Per Enrico la partita contro il Brescia è un derby: "Vedere il muro gialloblù dietro di noi ci spinge in maniera importante. Vogliamo prenderci il massimo da queste tre partite, per avere il piazzamento migliore. Poi ai playoff arrivare più in alto possibile"

Il mandato di Enrico Delprato è a lunga scadenza. Di diritto questo 23enne che parla da veterano si è conquistato sul campo i gradi di punto di riferimento in uno spogliatoio dove ci sono personalità illustri. E tra queste si sta ritagliando uno spazio grande anche lui. "Mancano tre partite e dobbiamo puntare al massimo risultato - ha detto in conferenza stampa -. Arrivati a questo punto della stagione, ma anche fin dall'inizio dell'anno, gli obiettivi personali mi interessano fino a un certo punto. L'importante è la squadra, l'obiettivo è quello comune". Si respira nell'aria, finalmente, di giocare per qualcosa di importante. "Abbiamo questa consapevolezza, sì. Siamo ambiziosi, come squadra e società, non ci nascondiamo. Cercheremo di fare bene queste tre partite per poi capire dove saremo. Non è un giro di parole o altro, credetemi: la nostra concentrazione è sul Brescia.
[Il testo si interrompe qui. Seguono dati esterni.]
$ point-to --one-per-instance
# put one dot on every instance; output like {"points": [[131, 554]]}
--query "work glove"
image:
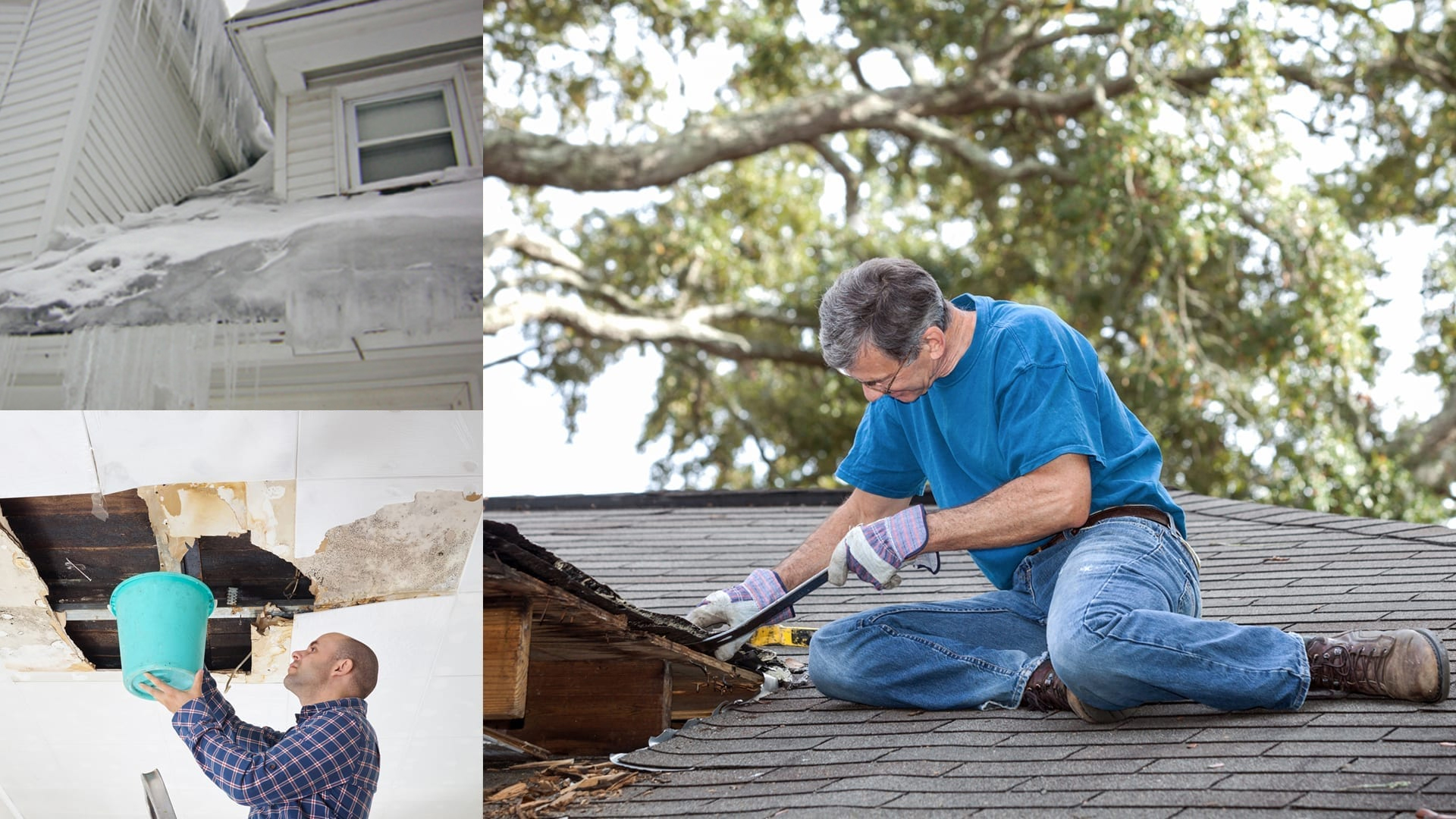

Adesso tra tre giorni abbiamo una partita importantissima ed è chiaro che più in alto arriviamo e meglio è. Per adesso non pensiamo al posizionamento in classifica: purtroppo ci sono ancora tre partite prima di pensare ai playoff, cerchiamo di finire bene. 
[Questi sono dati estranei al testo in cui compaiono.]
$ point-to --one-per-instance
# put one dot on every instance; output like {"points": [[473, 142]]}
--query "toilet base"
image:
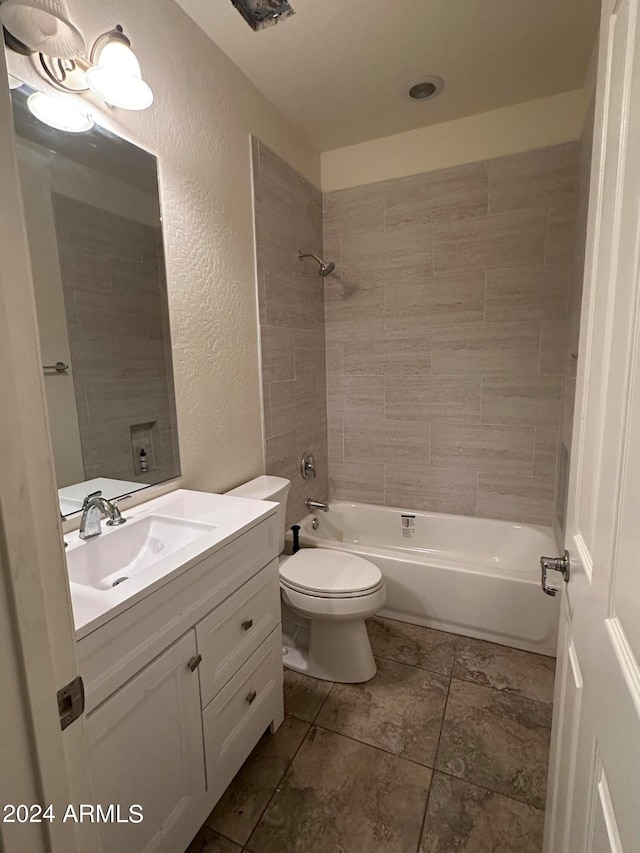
{"points": [[328, 650]]}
Il nostro approccio è sempre stato quello: proporre il nostro gioco sempre. Dobbiamo lasciare in campo tutto quello che abbiamo. Alle volte abbiamo raccolto meno di quanto meritassimo, sappiamo di essere una squadra forte. Per quanto mi riguarda posso dire che tutti hanno la consapevolezza di giocare per qualcosa di importante. Io sono giovane, ma ho tante partite alle spalle e mi sento anche un punto di riferimento per i miei compagni.  Sappiamo di affrontare una squadra che - come noi - si gioca tanto. Il Brescia sta vivendo un periodo positivo, in Serie B non ci sono partite facili. È come se fosse un derby per me, sono bergamasco e sono cresciuto nell'Atalanta. È un derby a tutti gli effetti ma questo non cambia le cose. Rispetto all'andata è una squadra in gran salute, viene da quattro risultati utili consecutivi, è andata a vincere a Reggio Calabria e sappiamo che non sarà facile". Neanche per uno che chiamano 'il professore'. "Giocavo da difensore in Under 20, avevo il compito di impostare il gioco. Credo che sia per quello, e perché in genere sono uno preciso, che sia nata la storia del professore".